Sorulardan ve soruların içerisinde söylediklerinden de
anlaşılabileceği gibi Kavaklı fikri düzeyde ‘düşmanı’ bulmuştu. Ve o bütün
dincilerin, siyasal İslamcıların ‘düşman’ bellediği, ‘öcü’ gibi korktukları ateizm
ve ateistlerdi.
Lakin Enes Kara’nın intiharında, Kavaklı gibilerin “şu” diye
gösterilebileceği ‘suçlu’ diye ilan edebilecekleri gerçek kişi ya da kişiler
ortada yoktu. Ne büyük talihsizlik!!! Ne olurdu şöyle adları ve sanlarıyla
deşifre edip, fotoğraflarıyla teşhir edebilecekleri üç beş ateist olsaydı! O
zaman iş kolaydı. Vurun abalıya diyeceklerdi. Ama… “Ama”sı vardı işte…
“Gençleri Ateizme Ve
İntihara Götüren” Kitaplar
Gerçi
olanı herkes yazabilirdi. Marifet olmayanı oldurmak, uymayanı uydurmaktı.
Maharet ehli dediğin de mutlaka bir fail bulurdu. “Gençleri ateizme ve intihara
götüren” hiçbir şeye göz yummazdı.
Tıpkı
Ali Erkan Kavaklı gibi “Milli Eğitim Bakanlığı, gençleri ateizme ve intihara götüren fen
bilimleri müfredat ve kitaplarını sorgulamalı ve düzeltmeli”dir1, derdi.
Bu sözlerden de anlaşıldığı üzre, “gençleri ateizme ve intihara götüren”
Allahsız ve dinsiz failler; Diyanet, tarikat, cemaatlerle bağlantılı dini vakıf
ve derneklerle iş tutan, 4-6 yaş arasındaki çocukların bile onların Kuran
Kurslarına teslim edilişine ses çıkarmayan dinsiz MEB’de yuvalanmışlardı.
Ve o failler, yani “gençleri ateizme ve intihara götüren”ler ise “fen
bilimleri müfredat ve kitapları”ydı. Yani Fizik, Kimya ve Biyoloji… Failler
belliydi, belli olmasına da… Vurun kellesini denilecek cinsten değildi.

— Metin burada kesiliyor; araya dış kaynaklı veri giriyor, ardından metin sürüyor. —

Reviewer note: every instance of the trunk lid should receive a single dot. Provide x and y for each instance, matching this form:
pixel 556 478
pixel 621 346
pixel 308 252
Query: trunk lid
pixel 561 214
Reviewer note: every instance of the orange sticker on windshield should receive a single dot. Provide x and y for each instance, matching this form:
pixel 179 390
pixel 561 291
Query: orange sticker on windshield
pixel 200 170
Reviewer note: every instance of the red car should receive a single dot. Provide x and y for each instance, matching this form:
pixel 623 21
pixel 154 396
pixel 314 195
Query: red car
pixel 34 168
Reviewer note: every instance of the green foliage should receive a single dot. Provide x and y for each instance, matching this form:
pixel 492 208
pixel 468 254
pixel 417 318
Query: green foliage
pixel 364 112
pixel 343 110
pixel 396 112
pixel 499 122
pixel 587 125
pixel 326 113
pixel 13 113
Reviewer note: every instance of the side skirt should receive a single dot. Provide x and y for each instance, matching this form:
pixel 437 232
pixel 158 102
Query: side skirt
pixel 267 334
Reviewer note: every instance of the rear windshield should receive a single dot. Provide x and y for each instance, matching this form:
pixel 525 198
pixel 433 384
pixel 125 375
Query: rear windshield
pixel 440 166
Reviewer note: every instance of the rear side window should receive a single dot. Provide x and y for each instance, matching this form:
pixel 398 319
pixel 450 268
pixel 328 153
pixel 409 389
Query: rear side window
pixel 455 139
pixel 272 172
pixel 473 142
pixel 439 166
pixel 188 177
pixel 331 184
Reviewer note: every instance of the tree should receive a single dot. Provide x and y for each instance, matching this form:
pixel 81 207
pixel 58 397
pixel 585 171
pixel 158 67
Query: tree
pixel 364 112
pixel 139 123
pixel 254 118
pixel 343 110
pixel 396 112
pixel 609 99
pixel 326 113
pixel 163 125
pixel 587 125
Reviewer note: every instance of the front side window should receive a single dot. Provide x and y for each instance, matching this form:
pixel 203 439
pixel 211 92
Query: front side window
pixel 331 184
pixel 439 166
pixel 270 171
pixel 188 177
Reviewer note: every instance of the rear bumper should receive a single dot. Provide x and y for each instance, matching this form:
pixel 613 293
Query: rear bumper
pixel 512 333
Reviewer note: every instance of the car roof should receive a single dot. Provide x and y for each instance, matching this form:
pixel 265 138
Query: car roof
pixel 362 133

Dahası aşağı tükürsen sakal yukarı tükürsen bıyıktı. Çünkü ‘bakan’ından
bürokratına dek dipleri kavun misali koklanarak oluşturulan MEB’in ve Talim
Terbiye Kurulunun hali malumdu. Neredeyse hepsi aynı cenahtan ve aynı teknenin
hamuruydu. Onlara tükürmek kendine tükürmekti.
Hal buyken, en iyisi “Bir tek gencimizi bile
dinsizlere kurban vermemeliyiz” türü, ortaya karışık bir söz söyleyip kenara çekilmekti.

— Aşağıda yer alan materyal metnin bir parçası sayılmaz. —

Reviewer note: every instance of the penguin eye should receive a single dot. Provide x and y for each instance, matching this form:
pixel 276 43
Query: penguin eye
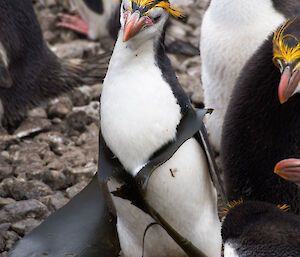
pixel 156 19
pixel 280 65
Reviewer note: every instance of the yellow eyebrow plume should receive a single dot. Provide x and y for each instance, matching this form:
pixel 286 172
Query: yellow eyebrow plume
pixel 231 205
pixel 175 12
pixel 284 207
pixel 280 49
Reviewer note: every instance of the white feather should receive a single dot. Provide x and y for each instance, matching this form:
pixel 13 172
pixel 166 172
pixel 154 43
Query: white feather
pixel 229 250
pixel 139 114
pixel 97 23
pixel 1 112
pixel 231 32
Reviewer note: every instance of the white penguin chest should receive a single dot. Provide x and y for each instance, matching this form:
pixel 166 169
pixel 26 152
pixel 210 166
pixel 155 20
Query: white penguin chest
pixel 139 112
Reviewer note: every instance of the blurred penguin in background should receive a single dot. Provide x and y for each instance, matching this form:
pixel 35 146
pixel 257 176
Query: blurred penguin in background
pixel 100 19
pixel 97 18
pixel 262 123
pixel 29 72
pixel 232 30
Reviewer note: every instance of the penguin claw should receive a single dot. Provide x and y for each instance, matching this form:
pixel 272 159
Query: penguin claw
pixel 74 23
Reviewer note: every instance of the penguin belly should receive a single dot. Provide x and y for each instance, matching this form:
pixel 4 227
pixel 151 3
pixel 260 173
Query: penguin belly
pixel 139 115
pixel 182 192
pixel 229 37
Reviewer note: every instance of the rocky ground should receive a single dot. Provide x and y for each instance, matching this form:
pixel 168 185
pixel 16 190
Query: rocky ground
pixel 52 154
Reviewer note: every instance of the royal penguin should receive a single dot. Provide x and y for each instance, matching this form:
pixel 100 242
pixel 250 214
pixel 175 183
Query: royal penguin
pixel 142 104
pixel 289 169
pixel 262 123
pixel 99 20
pixel 29 72
pixel 231 31
pixel 261 229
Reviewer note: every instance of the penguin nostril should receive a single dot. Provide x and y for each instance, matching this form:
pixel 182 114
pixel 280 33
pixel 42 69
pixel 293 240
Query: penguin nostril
pixel 156 19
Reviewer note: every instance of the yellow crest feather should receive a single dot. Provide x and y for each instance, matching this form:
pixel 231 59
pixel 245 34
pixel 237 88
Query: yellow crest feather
pixel 175 12
pixel 231 205
pixel 284 207
pixel 282 50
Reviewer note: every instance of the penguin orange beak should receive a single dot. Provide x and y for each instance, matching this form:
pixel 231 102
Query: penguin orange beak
pixel 288 84
pixel 133 25
pixel 289 169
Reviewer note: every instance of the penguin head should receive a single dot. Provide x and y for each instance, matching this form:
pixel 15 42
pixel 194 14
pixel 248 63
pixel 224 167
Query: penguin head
pixel 286 56
pixel 142 20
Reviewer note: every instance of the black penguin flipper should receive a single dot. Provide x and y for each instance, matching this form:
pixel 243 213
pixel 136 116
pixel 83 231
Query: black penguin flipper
pixel 256 228
pixel 5 79
pixel 84 227
pixel 95 5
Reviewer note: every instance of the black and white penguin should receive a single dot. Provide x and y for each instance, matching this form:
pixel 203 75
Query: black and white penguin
pixel 261 229
pixel 289 169
pixel 97 18
pixel 232 30
pixel 142 104
pixel 262 123
pixel 29 72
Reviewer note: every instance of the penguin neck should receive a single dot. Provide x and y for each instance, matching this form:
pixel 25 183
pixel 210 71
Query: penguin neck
pixel 139 110
pixel 239 12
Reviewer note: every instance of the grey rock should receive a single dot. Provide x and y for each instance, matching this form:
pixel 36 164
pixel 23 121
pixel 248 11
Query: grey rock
pixel 4 227
pixel 11 238
pixel 54 202
pixel 74 157
pixel 55 179
pixel 23 227
pixel 22 210
pixel 21 189
pixel 38 112
pixel 82 96
pixel 60 107
pixel 79 120
pixel 74 190
pixel 5 169
pixel 5 201
pixel 75 49
pixel 2 244
pixel 92 110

Felsefe Ve Evrim Düşmanlığından
Nereye
Görünen ve bilinen o ki yıllardır süren felsefe ve evrim karşıtlığı,
hatta düşmanlığı doğa bilimlerine dek erişti. Eğitimde aklı, aklın ve bilimin aydınlığını
kovmak için fersah fersah yol alındı. Ve özellikle de Milli Eğitim Bakanlığında…
Mesafe
kat edip kazanımlar elde ettikçe, her yerde ateist, her kitapta ateizm bulma
saplantısına kapılan, dahası her geçen gün saplantıları sanrıya dönüştükçe
aradıklarını da bulan dinciler ve siyasal İslamcılar ise işi iyice azıya
aldılar. Fizik, Kimya ve Biyoloji gibi doğa bilimlerine dek geldiler.
Yakın
bir gelecekte, “Her ders, her bilim için ayrı ayrı kitaplar okutulmasın! Bize bir
tek kitap yeter! O da Kur’an’dır! Nasıl olsa her şeyin gerçeği ve doğrusu Kur’an’da
yazılıdır” derlerse hiç şaşırmamak gerek artık… Çünkü aklını ve iradesini,
dahası bunların yetmediği yerde bedenlerini bile birilerinin ipoteğine
verenlerden her şey beklenir.
Oysa
Kuran dâhil hiçbir kitapta gerçek yoktur. Bilim ve bilimsel yöntemse oraya hiç
uğramamıştır zaten...
Peki; bu dincilerin, siyasal İslamcıların ateist fobisinin nedenleri nelerdir? Bu sorunun yanıtı da sonraki yazılarda…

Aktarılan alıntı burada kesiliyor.